Local Firm Wins Vegas News Shop Concession

May 3, 2007
Relay-Ayala's promised it would pay the airport nearly $100,000 more annually than the next closest bidder.

One of America's most sought-after airport news and gift stores now has a shopkeeper.

Clark County commissioners voted 6-1 on Tuesday to negotiate with a locally controlled partnership the right to operate a news and gift shop at McCarran International Airport that could generate more than $42 million in revenue over the life of the seven-year contract.

The partnership, Relay-Ayala's, beat out two national airport retail chains for the concession even though one hired a former Nevada governor and the other a former U.S. senator to influence the commissioners' votes.

In the end it was money, not the former politicians, that talked loudest. Relay-Ayala's promised it would pay the airport nearly $100,000 more annually than the next closest bidder.

It was the second time in six weeks the commission addressed the concession, the previous time bids were so close commissioners couldn't decide and sent the bidders back to rework their proposals.

"Under the new rules, we prevailed," said Jay Brown, one of the attorneys who represented Brian Ayala, whose Las Vegas company controls 65 percent of Relay-Ayala's, during the process.

Randall Walker, director of the Clark County Department of Aviation, said the new bids were based on a projection that the store would have $6 million to $7 million in sales annually.

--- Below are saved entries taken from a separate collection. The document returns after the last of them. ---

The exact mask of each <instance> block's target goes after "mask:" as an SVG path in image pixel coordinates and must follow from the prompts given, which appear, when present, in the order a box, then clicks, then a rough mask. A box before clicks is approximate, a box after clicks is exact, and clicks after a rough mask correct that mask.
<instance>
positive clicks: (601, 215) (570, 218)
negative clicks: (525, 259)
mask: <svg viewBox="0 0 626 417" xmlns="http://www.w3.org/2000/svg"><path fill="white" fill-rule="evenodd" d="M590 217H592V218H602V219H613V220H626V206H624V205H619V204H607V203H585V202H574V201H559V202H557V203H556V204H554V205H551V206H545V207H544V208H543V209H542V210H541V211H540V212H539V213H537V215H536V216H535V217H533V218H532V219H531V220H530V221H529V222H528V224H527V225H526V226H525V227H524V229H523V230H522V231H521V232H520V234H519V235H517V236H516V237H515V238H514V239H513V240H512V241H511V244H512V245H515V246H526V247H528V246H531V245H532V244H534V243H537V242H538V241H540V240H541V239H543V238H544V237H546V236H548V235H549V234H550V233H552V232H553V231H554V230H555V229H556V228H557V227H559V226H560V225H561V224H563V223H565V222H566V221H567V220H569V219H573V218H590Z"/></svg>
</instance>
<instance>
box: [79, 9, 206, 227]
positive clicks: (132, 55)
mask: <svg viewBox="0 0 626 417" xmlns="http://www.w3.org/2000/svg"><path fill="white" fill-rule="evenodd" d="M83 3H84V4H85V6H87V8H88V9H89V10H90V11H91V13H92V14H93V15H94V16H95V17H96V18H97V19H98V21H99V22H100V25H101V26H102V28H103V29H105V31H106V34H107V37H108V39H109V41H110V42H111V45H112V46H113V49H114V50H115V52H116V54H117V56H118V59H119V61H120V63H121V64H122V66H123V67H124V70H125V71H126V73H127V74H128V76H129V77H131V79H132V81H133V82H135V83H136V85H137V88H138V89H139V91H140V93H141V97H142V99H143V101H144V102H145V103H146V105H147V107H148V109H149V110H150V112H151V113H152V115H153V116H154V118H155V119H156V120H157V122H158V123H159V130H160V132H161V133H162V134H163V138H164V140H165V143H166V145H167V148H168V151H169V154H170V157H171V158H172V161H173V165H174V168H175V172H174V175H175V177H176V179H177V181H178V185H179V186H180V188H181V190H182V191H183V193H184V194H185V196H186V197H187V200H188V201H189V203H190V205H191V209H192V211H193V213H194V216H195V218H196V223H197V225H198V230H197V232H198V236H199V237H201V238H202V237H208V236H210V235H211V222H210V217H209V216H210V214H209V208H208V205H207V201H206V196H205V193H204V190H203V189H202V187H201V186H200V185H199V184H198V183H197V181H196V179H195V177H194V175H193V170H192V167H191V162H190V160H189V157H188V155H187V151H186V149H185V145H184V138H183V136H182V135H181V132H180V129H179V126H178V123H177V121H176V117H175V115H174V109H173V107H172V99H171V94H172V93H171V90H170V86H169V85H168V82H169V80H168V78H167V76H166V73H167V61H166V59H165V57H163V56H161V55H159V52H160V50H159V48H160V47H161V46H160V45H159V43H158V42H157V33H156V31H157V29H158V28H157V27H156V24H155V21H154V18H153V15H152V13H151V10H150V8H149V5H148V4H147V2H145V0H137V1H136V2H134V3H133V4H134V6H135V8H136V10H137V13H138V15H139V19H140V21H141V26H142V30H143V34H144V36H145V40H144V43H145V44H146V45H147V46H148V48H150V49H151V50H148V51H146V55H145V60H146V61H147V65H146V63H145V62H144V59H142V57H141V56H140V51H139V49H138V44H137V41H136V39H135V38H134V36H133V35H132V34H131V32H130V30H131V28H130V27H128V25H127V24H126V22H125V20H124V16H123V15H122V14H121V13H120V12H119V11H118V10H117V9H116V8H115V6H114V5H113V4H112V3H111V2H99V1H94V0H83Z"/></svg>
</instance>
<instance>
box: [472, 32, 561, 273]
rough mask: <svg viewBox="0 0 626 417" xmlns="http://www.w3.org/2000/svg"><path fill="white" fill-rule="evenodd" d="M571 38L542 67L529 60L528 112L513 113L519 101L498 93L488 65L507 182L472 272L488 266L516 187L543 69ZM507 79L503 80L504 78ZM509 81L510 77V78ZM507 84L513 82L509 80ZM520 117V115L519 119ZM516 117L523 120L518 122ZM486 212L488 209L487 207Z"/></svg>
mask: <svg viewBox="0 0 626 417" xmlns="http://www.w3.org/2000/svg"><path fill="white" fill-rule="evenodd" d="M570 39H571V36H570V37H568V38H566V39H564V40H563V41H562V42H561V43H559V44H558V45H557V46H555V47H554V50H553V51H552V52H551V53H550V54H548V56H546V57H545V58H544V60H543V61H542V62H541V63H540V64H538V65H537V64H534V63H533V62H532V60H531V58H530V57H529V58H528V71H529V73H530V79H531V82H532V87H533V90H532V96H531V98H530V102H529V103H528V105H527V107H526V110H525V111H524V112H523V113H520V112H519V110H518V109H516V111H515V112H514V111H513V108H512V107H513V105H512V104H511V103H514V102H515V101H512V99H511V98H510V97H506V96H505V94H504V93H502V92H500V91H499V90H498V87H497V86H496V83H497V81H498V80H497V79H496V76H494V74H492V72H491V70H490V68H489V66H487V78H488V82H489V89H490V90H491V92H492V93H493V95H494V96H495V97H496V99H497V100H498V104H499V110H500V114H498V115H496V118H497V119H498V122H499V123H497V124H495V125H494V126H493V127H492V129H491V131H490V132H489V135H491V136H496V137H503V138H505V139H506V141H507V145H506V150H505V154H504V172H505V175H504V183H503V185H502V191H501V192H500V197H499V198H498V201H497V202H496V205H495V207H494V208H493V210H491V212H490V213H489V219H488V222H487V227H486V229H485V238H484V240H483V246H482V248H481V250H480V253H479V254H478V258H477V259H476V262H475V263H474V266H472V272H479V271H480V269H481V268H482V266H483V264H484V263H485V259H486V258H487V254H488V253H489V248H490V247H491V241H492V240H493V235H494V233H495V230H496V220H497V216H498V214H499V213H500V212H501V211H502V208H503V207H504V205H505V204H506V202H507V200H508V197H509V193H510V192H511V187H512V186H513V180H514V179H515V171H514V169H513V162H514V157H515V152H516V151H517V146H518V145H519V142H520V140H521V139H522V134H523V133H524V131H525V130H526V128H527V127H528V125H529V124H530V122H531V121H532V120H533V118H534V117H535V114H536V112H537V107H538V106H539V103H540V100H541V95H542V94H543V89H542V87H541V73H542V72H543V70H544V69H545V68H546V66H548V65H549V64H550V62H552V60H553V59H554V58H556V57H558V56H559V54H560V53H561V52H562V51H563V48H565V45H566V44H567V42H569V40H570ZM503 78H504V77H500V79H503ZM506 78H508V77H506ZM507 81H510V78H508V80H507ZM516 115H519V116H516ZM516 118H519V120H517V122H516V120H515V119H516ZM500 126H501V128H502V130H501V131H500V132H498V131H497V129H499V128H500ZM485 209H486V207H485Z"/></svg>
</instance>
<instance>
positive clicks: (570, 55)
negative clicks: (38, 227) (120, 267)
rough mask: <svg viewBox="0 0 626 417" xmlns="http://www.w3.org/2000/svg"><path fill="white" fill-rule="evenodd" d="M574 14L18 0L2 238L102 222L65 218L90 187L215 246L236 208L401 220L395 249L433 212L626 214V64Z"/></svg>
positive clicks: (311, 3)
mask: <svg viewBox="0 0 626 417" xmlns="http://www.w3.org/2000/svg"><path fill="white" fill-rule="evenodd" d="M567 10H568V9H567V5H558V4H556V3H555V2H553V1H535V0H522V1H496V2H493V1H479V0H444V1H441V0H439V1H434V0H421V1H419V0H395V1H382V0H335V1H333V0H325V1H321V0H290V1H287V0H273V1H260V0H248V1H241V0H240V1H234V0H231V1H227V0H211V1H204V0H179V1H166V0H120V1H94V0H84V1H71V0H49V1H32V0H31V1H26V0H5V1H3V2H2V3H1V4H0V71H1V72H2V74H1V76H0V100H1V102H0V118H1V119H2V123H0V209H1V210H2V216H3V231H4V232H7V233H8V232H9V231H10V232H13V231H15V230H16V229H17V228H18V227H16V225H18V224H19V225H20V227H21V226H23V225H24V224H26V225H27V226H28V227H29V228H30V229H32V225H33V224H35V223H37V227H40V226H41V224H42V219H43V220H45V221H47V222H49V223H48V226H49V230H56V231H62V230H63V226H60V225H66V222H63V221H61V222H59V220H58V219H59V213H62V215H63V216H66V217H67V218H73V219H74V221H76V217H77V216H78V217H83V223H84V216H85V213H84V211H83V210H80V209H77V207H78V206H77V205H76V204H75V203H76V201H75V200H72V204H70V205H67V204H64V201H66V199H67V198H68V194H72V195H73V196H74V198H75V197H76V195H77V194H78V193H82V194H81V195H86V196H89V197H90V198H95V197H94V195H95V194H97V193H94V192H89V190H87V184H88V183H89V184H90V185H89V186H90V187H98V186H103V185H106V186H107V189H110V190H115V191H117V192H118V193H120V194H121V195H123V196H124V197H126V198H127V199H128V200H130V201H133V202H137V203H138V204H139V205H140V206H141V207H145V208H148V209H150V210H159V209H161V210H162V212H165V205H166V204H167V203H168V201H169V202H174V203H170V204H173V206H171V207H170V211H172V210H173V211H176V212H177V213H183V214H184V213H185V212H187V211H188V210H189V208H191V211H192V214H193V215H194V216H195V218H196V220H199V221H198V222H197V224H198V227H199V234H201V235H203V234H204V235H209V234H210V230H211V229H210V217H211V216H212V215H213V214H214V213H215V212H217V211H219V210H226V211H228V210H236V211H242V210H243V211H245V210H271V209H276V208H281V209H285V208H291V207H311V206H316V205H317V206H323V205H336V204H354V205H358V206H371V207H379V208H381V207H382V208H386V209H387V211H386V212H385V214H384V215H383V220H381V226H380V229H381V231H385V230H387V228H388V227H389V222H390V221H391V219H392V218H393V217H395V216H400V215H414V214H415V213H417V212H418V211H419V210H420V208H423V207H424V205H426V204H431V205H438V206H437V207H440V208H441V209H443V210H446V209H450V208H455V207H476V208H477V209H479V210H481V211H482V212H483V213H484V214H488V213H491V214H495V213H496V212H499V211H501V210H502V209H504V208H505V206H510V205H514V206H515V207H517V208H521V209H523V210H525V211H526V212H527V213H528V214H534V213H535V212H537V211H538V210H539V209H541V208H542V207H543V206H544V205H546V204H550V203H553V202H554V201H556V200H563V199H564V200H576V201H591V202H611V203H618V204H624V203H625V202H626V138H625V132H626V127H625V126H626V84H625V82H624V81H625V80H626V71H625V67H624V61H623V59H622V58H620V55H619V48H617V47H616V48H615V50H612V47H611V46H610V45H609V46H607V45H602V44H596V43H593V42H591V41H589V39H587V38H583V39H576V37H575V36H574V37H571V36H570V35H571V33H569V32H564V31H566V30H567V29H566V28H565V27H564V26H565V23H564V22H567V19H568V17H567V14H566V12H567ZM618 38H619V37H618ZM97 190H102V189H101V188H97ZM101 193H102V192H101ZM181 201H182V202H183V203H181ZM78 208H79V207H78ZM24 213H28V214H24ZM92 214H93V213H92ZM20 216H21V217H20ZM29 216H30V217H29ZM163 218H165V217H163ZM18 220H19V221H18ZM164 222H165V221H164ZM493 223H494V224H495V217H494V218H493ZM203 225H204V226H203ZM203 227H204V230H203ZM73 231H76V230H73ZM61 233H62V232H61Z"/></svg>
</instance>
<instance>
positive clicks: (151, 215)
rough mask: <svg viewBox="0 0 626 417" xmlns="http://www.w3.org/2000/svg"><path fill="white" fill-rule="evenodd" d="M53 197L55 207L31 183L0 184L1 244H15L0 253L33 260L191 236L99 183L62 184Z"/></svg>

The previous bids were based on more flexible numbers that resulted in vague bids, Walker said.

"That got too confusing," said Walker, who recommended the Ayala partnership get the bid. "You had to rely on someone's perception of what might happen."

The Ayala partnership bid $2.4 million annually for the concession, followed by The Hudson Group of East Rutherford, N.J., at $2.3 million and The Paradies Shops of Atlanta at $1.7 million.

With the vote they won the right to negotiate a lease with McCarran for 1,800 square feet of space near the C gates. The commission will need to approve the lease.

The reworked Ayala bid was about $900,000 higher than the highest guaranteed bid submitted to commissioners in March.

Bidding was intense because the shop in question, scheduled to open by the end of 2008, is one of just 16 airport news and gift stands in the United States capable of generating more than $5 million revenue annually.

Concessions at North America's top 50 airports generated nearly $4.2 billion in total sales in 2005, according to the magazine Airport Revenue News.

That year only New York's LaGuardia and Kennedy, Atlanta's Hartsfield, Chicago's O'Hare and Los Angeles airports had higher total sales than McCarran's $183 million. In 2006 concession sales at McCarran rose to $203 million with the airport getting $26.5 million in rent. Slot machines generated another $40 million for McCarran.

To influence the commissioners Hudson hired former Nevada Gov. Bob Miller, now a lobbyist, to represent the company. Paradies brought in former Sen. Richard Bryan.

But in the end it was Ayala, which created a 65-35 partnership with travel retail giant HDS, who won the concession.

"We think we put on the best presentation," Miller said of Hudson, which would have also made a partnership with Ayala had it won the concession, after the Tuesday vote. "I'll bet they thought the same things about themselves."

Commissioner Chris Giunchigliani, the lone dissenter in the vote, said she supported Hudson because she doubts the store will reach the projected revenue of $6 million annually.

She worried that if revenue falls short Ayala could be forced to cut back on service levels or employment at the store or one of its other McCarran locations.